The product of moment of inertia and angular acceleration is:
(A) force
(B) torque
(C) angular momentum
(D) rotational kinetic energy

Answer 1

Solution

The SI unit of the moment of the inertia and the SI unit of the angular acceleration is multiplied, then the resultant SI unit is checked with the SI unit of the parameters which are given in the option, then the solution can be determined.

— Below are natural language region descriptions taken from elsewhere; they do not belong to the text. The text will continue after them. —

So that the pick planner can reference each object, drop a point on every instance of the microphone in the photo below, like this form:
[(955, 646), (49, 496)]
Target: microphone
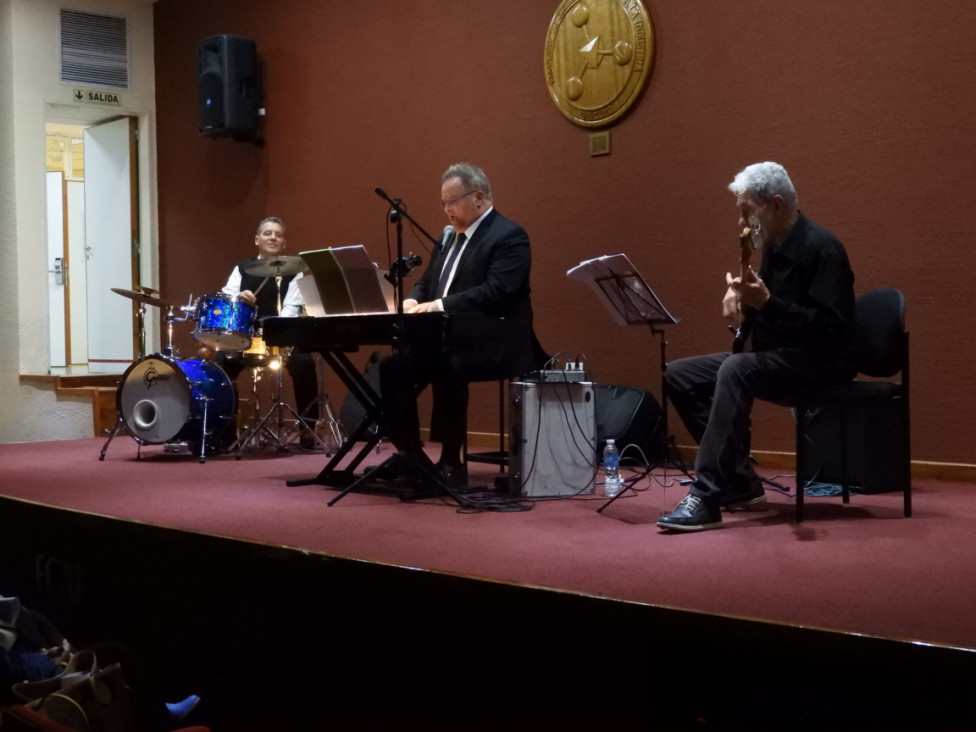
[(446, 236)]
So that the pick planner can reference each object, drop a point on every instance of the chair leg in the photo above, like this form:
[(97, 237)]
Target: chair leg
[(801, 437), (845, 487)]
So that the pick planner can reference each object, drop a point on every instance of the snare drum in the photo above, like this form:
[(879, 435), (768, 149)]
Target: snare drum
[(162, 399), (224, 323)]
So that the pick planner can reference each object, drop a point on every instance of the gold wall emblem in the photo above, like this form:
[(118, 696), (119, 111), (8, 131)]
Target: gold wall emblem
[(598, 56)]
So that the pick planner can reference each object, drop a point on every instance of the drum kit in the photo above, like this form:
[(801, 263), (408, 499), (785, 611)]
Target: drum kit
[(164, 399)]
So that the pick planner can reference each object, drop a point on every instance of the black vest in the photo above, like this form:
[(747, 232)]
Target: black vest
[(267, 299)]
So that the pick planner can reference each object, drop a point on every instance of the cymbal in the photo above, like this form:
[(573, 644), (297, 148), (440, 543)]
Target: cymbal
[(284, 265), (140, 297)]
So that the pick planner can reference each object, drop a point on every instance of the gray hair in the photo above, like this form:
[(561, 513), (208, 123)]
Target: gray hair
[(471, 176), (765, 180), (270, 220)]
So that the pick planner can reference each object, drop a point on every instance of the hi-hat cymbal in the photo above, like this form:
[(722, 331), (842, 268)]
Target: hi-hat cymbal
[(284, 265), (140, 297)]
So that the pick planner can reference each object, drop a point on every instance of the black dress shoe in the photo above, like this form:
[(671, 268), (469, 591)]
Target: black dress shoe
[(452, 475), (692, 513)]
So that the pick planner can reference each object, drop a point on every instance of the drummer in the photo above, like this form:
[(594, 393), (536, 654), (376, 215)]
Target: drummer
[(262, 292)]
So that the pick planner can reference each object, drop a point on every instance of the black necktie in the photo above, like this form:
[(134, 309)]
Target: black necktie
[(446, 272)]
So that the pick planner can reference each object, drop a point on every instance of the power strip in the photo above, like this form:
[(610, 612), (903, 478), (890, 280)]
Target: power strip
[(556, 376)]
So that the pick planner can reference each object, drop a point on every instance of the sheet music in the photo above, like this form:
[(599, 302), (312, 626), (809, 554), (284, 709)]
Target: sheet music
[(346, 282), (622, 290)]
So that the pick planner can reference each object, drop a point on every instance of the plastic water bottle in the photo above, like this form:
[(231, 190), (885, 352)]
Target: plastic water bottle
[(611, 469)]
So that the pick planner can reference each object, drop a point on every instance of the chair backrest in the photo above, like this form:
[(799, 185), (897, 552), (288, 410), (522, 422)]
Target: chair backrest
[(880, 349)]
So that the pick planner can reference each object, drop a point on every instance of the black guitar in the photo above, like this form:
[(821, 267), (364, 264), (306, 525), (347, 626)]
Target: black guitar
[(750, 240)]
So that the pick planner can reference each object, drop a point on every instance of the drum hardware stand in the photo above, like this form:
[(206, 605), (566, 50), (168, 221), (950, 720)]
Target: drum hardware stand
[(277, 410), (327, 418)]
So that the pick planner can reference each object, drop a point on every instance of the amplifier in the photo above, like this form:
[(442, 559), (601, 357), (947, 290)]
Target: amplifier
[(552, 440)]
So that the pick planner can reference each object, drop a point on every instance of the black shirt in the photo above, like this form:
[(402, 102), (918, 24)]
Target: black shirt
[(811, 287)]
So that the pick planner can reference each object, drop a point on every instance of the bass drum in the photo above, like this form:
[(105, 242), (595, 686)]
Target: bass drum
[(163, 399)]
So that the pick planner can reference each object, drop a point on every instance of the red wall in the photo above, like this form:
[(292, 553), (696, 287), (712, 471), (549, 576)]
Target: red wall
[(869, 105)]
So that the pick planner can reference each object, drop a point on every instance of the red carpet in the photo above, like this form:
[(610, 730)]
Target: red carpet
[(860, 568)]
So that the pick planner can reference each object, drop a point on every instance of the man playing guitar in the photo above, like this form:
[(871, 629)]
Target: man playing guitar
[(794, 320)]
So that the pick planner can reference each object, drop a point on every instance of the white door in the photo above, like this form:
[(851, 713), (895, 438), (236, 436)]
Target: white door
[(111, 243), (77, 273), (55, 269)]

Complete step by step answer:
The moment of inertia is equal to the angular momentum is divided by the angular velocity, then the moment of inertia is written as,
$I = \dfrac{L}{\omega }$
Where, $I$ is the moment of the inertia, $L$ is the angular momentum and $\omega$ is the angular velocity.
So, the SI unit of the moment of inertia is determined by dividing the SI unit of the angular momentum and the SI unit of the angular velocity. Then,
$I = \dfrac{{\left( {\dfrac{{kg{m^2}}}{s}} \right)}}{{\left( {\dfrac{{rad}}{s}} \right)}}$
By rearranging the terms in the above equation, then the above equation is written as,
$I = \dfrac{{kg{m^2}}}{s} \times \dfrac{s}{{rad}}\,.....................\left( 1 \right)$
Now the SI unit of the angular acceleration is given by,
$\alpha = \dfrac{{rad}}{{{s^2}}}\,................\left( 2 \right)$
In the question it is given that the product of the moment of inertia and the angular acceleration, then by multiplying the equation (1) and equation (2), then
$\Rightarrow \dfrac{{kg{m^2}}}{s} \times \dfrac{s}{{rad}} \times \dfrac{{rad}}{{{s^2}}}$
By cancelling the same terms in the above equation, then the above equation is written as,
$\Rightarrow \dfrac{{kg{m^2}}}{{{s^2}}}$
In the above equation the terms $\dfrac{{kgm}}{{{s^2}}}$ , is also written as newton $N$ , then the above equation is written as,
$\Rightarrow Nm$
By comparing this unit with the option which is given in the question, the unit of the torque is matched with the above equation.

Hence, the option (B) is the correct answer.

Note: The unit of the torque is $Nm$ , this the final answer so the answer is determined as the torque. In physics, there is a statement like the torque in the rotating substance is equal to the product of the moment of inertia and the angular acceleration.